Quite honestly, the life I want to live looks something like this: Peaceful. Relaxed. Healthy.
To achieve that, I need more consistency in life. Routine, if you like. “That’s so boring!” T said, after I lectured about the importance of routine after the millionth time he’d been unable to find his keys in the morning. Okay, so I’m boring, but I do like holding on to a semblance of sanity. We’re both, to put it nicely, scatterbrains. I strive for organisation, but never manage to fully get it together.
Things that matter to me: cooking and eating a good dinner every evening if possible (some nights are better than others…my limp-wristed efforts after a long day recently were greeted by “This looks like prison food” by the boy. Tasted good though). The last few weeks have been an absolute shambles, having no time to grocery shop, running out of food, getting home at 9pm or later. I may have to loosen my control-freak reins and delegate food shopping more often – and write produce lists, or we’ll end up with no veggies at all.
Getting enough sleep. Not negotiable. If this means leaving the party when everyone is still going strong (unless there’s some compelling reason to stay) then so be it.
Couple time. Especially important to me, as we work such different hours and share no days off.

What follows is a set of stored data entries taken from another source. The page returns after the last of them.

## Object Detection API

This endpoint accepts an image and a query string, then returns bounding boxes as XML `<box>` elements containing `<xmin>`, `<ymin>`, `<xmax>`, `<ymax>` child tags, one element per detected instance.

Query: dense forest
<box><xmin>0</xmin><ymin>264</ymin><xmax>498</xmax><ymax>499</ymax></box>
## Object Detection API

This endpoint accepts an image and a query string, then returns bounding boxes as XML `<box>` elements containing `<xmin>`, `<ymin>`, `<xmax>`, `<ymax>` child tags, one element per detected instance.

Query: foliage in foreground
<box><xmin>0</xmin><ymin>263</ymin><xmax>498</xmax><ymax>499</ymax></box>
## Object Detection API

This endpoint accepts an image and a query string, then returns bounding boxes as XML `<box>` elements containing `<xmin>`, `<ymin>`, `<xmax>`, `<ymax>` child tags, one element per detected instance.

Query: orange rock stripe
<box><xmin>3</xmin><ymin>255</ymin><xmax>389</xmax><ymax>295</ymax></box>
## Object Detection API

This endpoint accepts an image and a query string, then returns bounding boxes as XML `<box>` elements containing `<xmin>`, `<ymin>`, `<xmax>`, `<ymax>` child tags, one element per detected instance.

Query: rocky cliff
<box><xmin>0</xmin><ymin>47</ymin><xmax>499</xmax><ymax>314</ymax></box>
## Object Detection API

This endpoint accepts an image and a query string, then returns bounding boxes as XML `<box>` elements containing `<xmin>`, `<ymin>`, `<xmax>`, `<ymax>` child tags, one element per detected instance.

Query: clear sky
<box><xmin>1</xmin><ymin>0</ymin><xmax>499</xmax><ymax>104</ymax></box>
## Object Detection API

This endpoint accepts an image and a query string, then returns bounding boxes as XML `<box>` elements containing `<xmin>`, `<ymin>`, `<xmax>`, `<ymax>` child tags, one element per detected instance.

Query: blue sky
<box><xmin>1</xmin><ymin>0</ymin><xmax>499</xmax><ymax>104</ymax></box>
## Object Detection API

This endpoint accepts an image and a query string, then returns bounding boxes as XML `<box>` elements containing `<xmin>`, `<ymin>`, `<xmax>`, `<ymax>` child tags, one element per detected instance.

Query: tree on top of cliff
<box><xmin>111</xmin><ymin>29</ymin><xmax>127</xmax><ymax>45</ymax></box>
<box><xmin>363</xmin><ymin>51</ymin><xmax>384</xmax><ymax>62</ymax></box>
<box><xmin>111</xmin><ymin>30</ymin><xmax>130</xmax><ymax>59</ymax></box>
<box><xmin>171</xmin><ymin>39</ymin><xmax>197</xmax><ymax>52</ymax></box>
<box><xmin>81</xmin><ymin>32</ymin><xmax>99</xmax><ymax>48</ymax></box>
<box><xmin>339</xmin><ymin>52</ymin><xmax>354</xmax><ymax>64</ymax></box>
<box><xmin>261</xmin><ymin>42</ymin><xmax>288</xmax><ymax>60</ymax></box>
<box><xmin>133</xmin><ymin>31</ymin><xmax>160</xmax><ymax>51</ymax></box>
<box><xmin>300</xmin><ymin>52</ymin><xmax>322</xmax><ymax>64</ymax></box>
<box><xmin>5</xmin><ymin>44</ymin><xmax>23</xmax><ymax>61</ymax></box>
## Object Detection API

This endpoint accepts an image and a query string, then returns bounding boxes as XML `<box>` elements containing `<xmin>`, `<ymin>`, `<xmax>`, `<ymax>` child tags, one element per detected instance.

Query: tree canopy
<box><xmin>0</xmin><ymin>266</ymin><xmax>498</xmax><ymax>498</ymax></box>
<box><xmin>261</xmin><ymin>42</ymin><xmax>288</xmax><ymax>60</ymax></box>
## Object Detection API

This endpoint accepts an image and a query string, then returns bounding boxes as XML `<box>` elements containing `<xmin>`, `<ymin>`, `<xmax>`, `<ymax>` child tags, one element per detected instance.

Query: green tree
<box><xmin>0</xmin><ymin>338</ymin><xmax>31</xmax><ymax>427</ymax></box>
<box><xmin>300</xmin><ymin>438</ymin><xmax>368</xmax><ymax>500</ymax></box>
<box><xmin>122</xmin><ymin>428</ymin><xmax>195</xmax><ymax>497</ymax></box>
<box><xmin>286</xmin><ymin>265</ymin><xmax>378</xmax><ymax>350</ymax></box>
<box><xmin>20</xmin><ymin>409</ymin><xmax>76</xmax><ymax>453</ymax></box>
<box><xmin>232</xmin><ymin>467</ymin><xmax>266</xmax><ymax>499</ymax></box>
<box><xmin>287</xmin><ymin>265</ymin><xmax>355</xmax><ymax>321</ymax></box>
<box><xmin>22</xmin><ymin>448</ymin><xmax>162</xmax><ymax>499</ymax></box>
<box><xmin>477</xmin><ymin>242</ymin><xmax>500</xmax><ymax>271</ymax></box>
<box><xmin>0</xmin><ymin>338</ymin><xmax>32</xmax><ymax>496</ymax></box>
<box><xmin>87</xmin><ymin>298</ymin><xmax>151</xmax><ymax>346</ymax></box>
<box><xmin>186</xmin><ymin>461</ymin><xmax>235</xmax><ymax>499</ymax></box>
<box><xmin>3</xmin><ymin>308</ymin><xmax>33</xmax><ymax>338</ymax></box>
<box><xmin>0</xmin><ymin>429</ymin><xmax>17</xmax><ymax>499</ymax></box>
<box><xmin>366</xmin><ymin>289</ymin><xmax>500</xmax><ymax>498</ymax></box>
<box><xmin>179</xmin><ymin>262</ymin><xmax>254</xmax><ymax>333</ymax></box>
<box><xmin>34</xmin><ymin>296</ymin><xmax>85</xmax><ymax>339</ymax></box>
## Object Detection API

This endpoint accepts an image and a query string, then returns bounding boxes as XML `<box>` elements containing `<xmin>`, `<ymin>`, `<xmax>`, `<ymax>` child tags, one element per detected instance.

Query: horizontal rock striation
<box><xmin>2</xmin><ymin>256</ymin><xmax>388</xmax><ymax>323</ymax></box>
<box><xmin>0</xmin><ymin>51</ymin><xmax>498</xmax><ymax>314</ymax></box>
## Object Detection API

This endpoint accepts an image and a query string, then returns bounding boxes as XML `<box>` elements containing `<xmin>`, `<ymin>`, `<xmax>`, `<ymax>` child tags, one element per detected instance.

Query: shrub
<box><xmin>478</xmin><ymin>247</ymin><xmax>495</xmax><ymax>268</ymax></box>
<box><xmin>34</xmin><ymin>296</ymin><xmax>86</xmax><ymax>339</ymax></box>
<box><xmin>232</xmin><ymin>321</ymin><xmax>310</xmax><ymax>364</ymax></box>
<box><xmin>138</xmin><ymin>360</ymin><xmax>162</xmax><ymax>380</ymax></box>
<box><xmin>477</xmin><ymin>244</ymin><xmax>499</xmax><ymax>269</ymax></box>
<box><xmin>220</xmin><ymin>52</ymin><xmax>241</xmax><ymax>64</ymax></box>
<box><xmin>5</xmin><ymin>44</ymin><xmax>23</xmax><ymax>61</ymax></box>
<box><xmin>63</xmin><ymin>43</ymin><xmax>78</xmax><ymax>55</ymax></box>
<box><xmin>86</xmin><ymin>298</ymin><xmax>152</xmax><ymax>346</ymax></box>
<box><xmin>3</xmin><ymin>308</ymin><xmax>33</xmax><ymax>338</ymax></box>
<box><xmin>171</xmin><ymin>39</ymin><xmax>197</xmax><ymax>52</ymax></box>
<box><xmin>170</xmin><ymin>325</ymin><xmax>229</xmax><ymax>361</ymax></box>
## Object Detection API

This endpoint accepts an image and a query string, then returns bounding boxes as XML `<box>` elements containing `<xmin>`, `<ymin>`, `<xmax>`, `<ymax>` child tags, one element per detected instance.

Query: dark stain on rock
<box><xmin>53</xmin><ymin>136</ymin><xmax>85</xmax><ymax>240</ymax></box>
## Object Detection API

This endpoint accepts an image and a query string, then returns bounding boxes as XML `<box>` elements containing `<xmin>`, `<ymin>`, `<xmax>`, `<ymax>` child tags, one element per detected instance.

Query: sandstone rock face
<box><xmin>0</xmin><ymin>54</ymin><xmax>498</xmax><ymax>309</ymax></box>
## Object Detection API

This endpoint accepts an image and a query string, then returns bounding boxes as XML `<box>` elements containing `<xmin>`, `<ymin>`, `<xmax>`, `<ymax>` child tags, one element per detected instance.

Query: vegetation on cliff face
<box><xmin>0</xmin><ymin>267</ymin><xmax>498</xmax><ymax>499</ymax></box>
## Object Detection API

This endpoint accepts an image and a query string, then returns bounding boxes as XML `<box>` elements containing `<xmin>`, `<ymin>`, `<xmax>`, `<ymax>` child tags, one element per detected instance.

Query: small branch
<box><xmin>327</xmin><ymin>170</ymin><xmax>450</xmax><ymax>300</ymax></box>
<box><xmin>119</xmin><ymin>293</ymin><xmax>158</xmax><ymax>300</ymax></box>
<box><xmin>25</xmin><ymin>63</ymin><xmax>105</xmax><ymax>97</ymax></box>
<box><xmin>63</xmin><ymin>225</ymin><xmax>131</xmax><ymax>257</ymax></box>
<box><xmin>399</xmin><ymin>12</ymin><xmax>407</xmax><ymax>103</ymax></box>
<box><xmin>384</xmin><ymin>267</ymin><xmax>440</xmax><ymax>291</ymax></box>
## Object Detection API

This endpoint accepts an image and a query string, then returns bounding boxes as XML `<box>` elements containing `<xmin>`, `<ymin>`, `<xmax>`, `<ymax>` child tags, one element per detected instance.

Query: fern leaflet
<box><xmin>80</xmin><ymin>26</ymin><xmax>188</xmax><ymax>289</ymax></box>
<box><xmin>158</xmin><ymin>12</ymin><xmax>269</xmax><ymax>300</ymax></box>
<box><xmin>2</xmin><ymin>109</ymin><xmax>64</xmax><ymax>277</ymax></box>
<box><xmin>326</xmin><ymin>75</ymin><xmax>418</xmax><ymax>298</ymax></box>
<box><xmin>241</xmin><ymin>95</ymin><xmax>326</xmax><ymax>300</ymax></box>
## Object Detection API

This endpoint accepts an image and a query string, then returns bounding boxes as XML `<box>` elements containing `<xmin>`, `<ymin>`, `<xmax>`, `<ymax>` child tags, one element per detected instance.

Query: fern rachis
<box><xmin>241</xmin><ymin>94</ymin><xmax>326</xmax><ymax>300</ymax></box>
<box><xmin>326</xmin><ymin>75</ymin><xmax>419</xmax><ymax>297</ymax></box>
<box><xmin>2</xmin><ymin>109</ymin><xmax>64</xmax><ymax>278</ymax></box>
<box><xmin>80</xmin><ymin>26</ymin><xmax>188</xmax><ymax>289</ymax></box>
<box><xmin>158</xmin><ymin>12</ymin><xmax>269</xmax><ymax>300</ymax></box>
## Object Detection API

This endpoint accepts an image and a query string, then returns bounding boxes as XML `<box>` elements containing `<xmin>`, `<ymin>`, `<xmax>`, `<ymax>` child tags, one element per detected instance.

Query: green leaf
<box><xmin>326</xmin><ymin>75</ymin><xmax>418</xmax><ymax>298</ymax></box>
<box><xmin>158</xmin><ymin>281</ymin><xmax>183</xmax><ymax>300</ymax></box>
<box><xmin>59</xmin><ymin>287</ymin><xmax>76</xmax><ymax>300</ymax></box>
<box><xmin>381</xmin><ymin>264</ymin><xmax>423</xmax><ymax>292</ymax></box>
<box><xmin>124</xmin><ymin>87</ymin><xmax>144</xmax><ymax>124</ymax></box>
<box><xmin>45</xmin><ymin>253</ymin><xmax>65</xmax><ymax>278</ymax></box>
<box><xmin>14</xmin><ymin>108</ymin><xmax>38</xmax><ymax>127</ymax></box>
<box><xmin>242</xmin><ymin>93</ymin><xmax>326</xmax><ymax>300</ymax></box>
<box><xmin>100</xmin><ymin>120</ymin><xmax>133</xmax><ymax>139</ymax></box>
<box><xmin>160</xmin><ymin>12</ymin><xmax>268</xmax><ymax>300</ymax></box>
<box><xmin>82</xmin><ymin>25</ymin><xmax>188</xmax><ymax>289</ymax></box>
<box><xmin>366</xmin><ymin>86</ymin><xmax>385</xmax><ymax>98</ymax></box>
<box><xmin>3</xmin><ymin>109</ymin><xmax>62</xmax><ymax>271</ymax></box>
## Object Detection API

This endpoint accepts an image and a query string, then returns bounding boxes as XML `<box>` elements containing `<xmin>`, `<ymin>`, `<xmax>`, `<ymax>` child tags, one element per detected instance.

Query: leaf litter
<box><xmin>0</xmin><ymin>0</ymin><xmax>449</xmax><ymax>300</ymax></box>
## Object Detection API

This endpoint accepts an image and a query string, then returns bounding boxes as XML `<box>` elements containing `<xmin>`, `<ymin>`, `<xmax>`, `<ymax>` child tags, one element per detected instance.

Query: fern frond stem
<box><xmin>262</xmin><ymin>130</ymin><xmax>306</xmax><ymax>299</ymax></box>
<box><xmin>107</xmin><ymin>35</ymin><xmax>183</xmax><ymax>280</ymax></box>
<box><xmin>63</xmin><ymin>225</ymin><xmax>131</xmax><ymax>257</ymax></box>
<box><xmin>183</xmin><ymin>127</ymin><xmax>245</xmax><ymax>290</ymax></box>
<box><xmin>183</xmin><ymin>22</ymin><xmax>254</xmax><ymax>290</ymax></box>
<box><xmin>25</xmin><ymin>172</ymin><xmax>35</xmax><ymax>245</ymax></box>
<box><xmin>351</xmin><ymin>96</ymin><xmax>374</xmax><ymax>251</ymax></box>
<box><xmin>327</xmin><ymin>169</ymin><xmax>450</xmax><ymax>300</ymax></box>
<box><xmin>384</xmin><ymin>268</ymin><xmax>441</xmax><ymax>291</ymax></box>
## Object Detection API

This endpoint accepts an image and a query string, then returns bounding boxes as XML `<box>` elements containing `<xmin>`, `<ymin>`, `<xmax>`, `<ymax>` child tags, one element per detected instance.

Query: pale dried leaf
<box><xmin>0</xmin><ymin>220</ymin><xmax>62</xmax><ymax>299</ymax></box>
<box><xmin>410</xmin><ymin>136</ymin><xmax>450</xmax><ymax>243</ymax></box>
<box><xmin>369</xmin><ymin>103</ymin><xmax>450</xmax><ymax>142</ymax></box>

Finding time for the things you love
As a diehard introvert, I need me-time to relax and recharge. (Don’t get me wrong, I come home on an absolute HIGH after a good time out, but I can’t sustain the social thing for too long.) Some things are easier to slot into a schedule than others. I can read on the bus, before bed, on a lunch break. If I had a smart phone, I could catch up on blogs while commuting or waiting in line at the bank. You probably have an equivalent you can fit in on the go.
Others, like heading out on a walk to do some photography, require a little more time and planning, and happen less often. Or tackling that crockpot recipe, or that labour-intensive cinnamon roll.
I like to have a solid block of at least a few hours when I’m learning a new song, so that’s best done on my days off when T isn’t around. But that doesn’t mean those are the only times I can play. Lately, I’ve been slacking on the boring things like practicing chords, scales and exercises – and I can’t rely solely on the excuse of disturbing the peace (unplugged does not mean silent) because really, I just haven’t wanted to. Yet those are easy to bust out mindlessly for 10 minutes after dinner or while The Big Bang Theory is on.
I think this is the hardest part of trying to fit it all in. All the fun things, that come easily to you – you will manage to find some time for. But the things we love can also be extremely hard work: working out, writing a novel, playing an instrument. Motivating yourself to also fit in the groundwork, the boring but essential bits, is tough.
How do you kick yourself into gear to “just do it”?